Our Sacred Stories ~ Christian Communities: Reaching Beyond Ourselves

A parish is an interesting place. It is made up of all kinds of people who come from the various ages and stages in life. Some are veterans of the faith others are just beginning their life and journey. Some hold a deep commitment to the Catholic faith and have held it for years. Others are quite tentative in their faith or even somewhat reluctant to hold it. Still others have been away for some time and are just returning to the practice of their faith and are both uncertain and anxious about how to do this and how they will be greeted.


What every one of us has in common is that we belong to an amazing community of Catholic Christians who share a common faith and common values. Sure, there are differences in views among us and each of us can see life and faith differently. But beyond our personal differences we do hold common basic values. These basic values mark every Christian. They come to us from the message and the mission of Jesus expressed in the Good News, the Gospels. In fact, these values, this way of life is Jesus’ way of expressing something that is shared by all humanity, for God gives life and love to all humanity.


This unity of all humanity, no matter who we are or where we are was recognized in the Second Vatican Council. One of its documents expressed this aspect of our Catholic faith explicitly. The words of The Pastoral Constitution of the Church in the Modern World express the foundation of our call to value, serve and respect all of humanity with openness, love and care.


There is a growing interdependence among people today which is based on

the many technological advances that are obvious to everyone. But this interdependence reaches its perfection only in growing human relationships, not merely scientific ones. For God, we believe, desires that all people become one family with love for God and neighbour as the basis.

Because of Jesus’ prayer “that all may be one as we are one,” new horizons are

Now opened for us, implying that we will reach our true destiny only by pursuing such oneness with each other. (Pastoral Constitution of the Church in the Modern World #23-4, in Bill Huebsch. Vatican II in Plain English: The Constitutions 1997)

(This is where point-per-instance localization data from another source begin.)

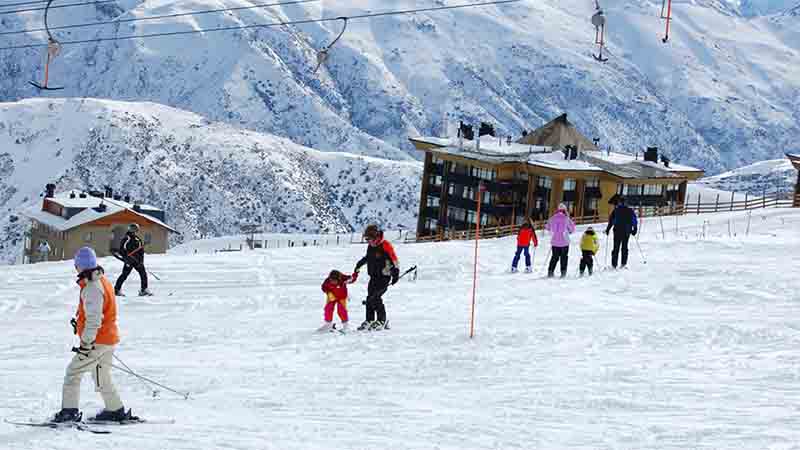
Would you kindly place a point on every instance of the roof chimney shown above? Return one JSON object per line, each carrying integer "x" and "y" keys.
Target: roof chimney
{"x": 651, "y": 154}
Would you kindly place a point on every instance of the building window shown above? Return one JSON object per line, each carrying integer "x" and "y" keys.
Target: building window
{"x": 456, "y": 214}
{"x": 469, "y": 192}
{"x": 630, "y": 189}
{"x": 484, "y": 174}
{"x": 431, "y": 224}
{"x": 653, "y": 189}
{"x": 545, "y": 182}
{"x": 590, "y": 207}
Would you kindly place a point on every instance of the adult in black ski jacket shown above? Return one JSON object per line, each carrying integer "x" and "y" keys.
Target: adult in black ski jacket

This is the ground for the outreach in which each of us as Christians and that our parish as a Christian community are called to engage. We find it expressed in the Gospel in the double commandment of Jesus: You must love the Lord your God with all your heart,... and your neighbour as yourself. Jesus goes on to provide an example of this openness that is our call with the story of the Good Samaritan (Luke 10:27-37). In doing so, Jesus reveals a God who treats all humanity with the same love, compassion and justice, no matter how great or insignificant (Luke 18:1-8).


One of the principal elements of the Christian community is its engagement in outreach, for outreach is action that acknowledges our oneness with and love for each and every human being. It expresses a basic value of our Christian community and also of our humanity –to care for one another.